学びの森における教育は対話であると考えているとのお話しもあった。安心安全信頼尊厳を提供しあう環境においてもっとも学びが進むとは思っていたけれど、今、そこにおいて欠かすことのできない要素は自己一致ではないかと思うようになった。対話が成り立つ環境においては自己一致が深まる。
自己一致は、自分自身の感情や感覚の動きをある程度の深さ以上モニタリングできていることだと思うけれど、自分に無理矢理何かを強制したり、感じまいとしたりするということを続けると乖離が激しくなる。乖離が激しいほど自分が本当は何を求めているのか、自分の気持ちはどうなのかがわからなくなるし、そこに近づくのに時間がかかる。
自分が自分であることを維持することはとても難しいことだ。多くの人が自己一致の深さを失いながら生きざるを得ないことになっていると思うけれど、機械的にハードディスクにデータやアプリをいれていくような教育では、入れられたデータやアプリは自分に根付かず、整理もできず、統合がなく浮遊した残骸のようなものになる。
自己一致は、バラバラなものを統合する役割を果たすが、自己一致していないなら入れられたものは統合され方がわからないまま浮遊する。自分に統合されず、生きたものとして根付かせられることのないことの取り入れは学びとは言えないのではないかと思う。
今行っている整体の稽古では、視覚的に見える体と目をつぶった時に実感される体は別物とされる。目をつぶった時に両手を前に出すと、どちらかの手の方が長く感じたり、太く感じたりするということがおきる。そしてこの後者の感覚される身体の方を軸として体というものへの認識を再構成する。

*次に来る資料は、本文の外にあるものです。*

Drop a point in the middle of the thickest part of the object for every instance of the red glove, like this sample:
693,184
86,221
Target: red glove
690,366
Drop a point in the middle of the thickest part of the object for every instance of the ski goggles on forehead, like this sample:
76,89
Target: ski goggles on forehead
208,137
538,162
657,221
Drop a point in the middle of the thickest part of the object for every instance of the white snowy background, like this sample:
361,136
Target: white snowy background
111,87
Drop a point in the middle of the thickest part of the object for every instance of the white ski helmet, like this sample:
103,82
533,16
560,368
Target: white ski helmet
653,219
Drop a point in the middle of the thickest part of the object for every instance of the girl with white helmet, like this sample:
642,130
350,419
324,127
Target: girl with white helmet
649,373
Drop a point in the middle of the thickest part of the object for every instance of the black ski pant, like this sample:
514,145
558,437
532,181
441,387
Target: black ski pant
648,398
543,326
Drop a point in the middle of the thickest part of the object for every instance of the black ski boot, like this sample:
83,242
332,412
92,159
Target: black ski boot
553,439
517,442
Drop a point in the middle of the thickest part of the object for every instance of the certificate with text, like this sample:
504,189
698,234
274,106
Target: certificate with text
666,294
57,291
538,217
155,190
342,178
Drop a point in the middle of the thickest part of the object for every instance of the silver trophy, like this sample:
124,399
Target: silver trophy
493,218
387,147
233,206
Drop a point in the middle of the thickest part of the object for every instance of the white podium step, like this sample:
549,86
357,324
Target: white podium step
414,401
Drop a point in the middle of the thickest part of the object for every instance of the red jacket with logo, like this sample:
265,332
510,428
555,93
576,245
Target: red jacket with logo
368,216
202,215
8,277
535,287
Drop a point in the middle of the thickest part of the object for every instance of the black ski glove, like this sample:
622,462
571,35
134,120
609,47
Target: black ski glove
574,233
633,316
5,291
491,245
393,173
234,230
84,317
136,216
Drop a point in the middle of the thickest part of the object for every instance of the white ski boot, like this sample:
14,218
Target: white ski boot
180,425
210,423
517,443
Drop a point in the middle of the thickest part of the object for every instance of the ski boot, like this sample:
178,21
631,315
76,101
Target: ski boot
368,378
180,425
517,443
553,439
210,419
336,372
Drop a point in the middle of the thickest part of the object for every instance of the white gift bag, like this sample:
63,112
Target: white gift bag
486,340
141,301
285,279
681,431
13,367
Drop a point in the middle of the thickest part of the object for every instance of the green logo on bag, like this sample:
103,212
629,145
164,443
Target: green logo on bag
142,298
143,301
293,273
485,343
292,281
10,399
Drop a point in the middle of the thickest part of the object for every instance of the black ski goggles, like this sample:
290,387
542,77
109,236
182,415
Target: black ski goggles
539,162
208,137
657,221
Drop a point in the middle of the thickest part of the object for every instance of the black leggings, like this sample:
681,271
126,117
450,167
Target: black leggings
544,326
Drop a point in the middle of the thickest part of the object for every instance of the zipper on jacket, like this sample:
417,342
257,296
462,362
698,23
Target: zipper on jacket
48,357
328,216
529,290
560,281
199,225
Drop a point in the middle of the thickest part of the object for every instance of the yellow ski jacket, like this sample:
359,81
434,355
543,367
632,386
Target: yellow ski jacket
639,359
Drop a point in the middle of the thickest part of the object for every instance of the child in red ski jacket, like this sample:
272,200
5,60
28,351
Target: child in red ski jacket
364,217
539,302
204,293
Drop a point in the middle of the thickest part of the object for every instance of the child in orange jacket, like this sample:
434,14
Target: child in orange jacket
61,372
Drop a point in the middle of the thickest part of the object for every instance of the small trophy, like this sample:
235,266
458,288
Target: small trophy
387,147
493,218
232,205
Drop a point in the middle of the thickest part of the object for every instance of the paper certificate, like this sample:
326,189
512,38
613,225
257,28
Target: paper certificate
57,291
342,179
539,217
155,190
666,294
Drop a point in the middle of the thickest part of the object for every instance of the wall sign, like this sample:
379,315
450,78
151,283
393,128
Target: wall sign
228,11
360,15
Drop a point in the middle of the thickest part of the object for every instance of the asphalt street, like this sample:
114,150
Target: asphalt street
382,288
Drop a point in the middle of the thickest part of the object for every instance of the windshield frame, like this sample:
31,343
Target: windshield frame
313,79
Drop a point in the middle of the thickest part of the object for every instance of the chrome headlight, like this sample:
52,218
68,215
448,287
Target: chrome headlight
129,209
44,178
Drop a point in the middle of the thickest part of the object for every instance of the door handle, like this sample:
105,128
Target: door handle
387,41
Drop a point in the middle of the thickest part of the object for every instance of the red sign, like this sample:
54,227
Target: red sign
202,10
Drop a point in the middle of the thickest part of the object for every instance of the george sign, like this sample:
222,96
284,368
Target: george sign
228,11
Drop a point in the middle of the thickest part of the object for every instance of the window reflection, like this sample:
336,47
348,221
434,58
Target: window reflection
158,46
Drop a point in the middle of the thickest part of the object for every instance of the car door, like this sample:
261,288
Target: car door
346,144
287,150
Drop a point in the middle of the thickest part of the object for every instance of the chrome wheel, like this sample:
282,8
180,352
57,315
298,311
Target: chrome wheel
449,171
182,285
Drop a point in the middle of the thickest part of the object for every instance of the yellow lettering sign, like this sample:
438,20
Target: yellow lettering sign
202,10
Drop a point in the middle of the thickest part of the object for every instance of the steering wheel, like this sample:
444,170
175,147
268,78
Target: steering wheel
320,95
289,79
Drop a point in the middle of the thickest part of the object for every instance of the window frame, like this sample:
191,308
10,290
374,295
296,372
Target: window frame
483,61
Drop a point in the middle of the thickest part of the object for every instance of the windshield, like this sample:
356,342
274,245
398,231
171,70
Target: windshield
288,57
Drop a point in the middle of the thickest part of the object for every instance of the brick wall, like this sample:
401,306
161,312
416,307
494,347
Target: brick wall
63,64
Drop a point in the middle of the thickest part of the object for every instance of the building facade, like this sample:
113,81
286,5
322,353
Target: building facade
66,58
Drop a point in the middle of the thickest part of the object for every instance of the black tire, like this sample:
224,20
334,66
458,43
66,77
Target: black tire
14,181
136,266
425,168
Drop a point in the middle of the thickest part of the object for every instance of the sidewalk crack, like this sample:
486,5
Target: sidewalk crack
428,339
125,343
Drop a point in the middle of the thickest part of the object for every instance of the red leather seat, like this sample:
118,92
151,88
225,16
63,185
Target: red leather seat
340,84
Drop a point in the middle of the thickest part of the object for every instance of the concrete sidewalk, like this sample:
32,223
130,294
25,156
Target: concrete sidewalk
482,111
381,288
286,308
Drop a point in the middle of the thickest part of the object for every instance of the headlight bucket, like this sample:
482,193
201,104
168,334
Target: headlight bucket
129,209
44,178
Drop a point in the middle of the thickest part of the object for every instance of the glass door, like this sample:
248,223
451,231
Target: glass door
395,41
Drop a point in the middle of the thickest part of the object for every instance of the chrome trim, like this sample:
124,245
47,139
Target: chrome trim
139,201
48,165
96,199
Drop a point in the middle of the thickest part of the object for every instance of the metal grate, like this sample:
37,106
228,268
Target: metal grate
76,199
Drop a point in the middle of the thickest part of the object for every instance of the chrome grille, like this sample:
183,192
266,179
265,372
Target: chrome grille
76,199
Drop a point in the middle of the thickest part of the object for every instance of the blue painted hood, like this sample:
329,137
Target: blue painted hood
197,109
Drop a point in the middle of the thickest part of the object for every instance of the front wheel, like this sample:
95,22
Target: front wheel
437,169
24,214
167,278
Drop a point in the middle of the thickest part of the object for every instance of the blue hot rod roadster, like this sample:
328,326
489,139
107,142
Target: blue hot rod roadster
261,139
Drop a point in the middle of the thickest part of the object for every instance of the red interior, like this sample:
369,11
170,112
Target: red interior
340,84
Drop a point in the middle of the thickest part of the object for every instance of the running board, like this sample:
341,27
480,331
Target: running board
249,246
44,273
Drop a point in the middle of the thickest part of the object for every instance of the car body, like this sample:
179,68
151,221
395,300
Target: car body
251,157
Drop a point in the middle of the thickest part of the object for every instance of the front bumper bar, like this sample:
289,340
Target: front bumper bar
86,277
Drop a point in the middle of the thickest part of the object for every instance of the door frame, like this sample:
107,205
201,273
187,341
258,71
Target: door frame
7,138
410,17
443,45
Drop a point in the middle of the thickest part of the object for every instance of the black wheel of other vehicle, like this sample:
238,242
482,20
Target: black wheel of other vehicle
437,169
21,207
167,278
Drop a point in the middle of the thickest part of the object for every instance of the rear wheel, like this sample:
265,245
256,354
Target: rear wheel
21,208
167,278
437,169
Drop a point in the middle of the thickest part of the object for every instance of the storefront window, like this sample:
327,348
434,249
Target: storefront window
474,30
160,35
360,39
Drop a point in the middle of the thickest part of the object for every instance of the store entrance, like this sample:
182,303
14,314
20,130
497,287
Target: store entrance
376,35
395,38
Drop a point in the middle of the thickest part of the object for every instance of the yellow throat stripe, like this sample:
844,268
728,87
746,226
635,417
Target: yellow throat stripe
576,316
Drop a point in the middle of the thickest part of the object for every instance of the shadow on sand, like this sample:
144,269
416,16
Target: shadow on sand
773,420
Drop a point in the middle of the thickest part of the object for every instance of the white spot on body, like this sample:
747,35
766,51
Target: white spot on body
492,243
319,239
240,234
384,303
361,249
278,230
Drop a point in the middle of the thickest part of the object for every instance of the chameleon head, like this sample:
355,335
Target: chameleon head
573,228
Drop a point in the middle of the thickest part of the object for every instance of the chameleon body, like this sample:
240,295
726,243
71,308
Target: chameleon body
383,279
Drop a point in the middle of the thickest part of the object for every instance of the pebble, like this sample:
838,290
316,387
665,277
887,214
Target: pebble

右手が長く感じるのを左手と同じようにしなければと矯正対象にするのではなく、実感される感覚のもとで体を捉え直していくことで体が整っていく。視覚的な身体を軸とすると、体は整わず、むしろ乖離がすすむ。
乖離した状態で身につけたことは、学んだとはいえないものだろう。それはむしろいらない残骸のように余計なものとして体に居続けるだろう。
乖離の前の状態に戻ることがまずは学びのスタートラインに立つことなのだと思う。